About 60 people have died after an explosion at a makeshift gold mine in a village in south-west Burkina Faso, local officials say. The blast happened in a market at the gold-mining site when dynamite stored there caught fire, witnesses said.
"There were bodies strewn everywhere. It was an explosion that managed to uproot trees and bring down houses," a judicial source told Reuters.
Dozens of injured people have been evacuated to the nearest hospital.
It is thought women and children are among the casualties, the AFP news agency reports.
An investigation was opened into Monday's incident, after the regional prosecutor visited the scene near the town of Gaoua.
The goldmine has since been closed until further noticeaccording to Burkina Faso's news agency, AIB.
The explosion has been described as destroying "everything on its path," according to a local news reporter from RTB TV.
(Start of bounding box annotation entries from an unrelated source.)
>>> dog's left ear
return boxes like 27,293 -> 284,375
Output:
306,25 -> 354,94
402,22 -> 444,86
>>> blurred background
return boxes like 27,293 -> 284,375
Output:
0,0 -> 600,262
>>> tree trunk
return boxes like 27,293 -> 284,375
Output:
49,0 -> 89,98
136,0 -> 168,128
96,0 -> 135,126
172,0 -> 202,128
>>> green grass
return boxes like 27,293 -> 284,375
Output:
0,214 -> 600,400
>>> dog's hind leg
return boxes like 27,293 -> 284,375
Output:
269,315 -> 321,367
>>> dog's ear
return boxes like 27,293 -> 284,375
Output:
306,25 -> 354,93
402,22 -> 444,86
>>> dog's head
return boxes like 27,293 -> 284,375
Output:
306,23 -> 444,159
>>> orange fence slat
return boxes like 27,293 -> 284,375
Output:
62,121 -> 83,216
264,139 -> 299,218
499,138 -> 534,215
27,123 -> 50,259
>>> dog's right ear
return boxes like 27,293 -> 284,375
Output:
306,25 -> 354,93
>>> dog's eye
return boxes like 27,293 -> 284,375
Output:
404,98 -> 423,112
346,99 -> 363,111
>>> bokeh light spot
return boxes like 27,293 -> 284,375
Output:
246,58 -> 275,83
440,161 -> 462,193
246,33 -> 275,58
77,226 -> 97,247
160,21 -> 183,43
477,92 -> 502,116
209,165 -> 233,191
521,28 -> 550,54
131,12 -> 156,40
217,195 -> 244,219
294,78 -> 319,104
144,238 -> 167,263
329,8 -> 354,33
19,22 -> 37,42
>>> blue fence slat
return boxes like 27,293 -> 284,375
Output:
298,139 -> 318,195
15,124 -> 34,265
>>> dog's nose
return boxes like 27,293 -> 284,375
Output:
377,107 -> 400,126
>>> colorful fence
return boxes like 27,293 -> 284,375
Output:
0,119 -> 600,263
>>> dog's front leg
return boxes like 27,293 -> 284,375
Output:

Many of the miners at the site are displaced people from elsewhere in the country, local leader Sansan Urbain Kambou told Reuters.
Burkina Faso is one of Africa's biggest gold producers, with many mines run by international firms, as well as informal ones without little oversite or regulation.
BBC West Africa correspondent Nicolas Negoce says that since 2009, gold has become Burkina Faso's leading export, overtaking cotton.
In 2020, the country produced 54 tonnes of gold, compared to 45 tonnes in 2019, an increase of 20%, according to the ministry in charge of mines and quarries.
About a quarter of the total output is from unauthorised mines, which provide work for around 1.5 million people, the ministry estimates.
Deadly accidents such as roof collapses frequently happen at informal mines in many African countries.
Last month, at least 13 people were killed in a huge blast in neighbouring Ghana after a truck carrying explosives to a gold mine collided with a motorbike.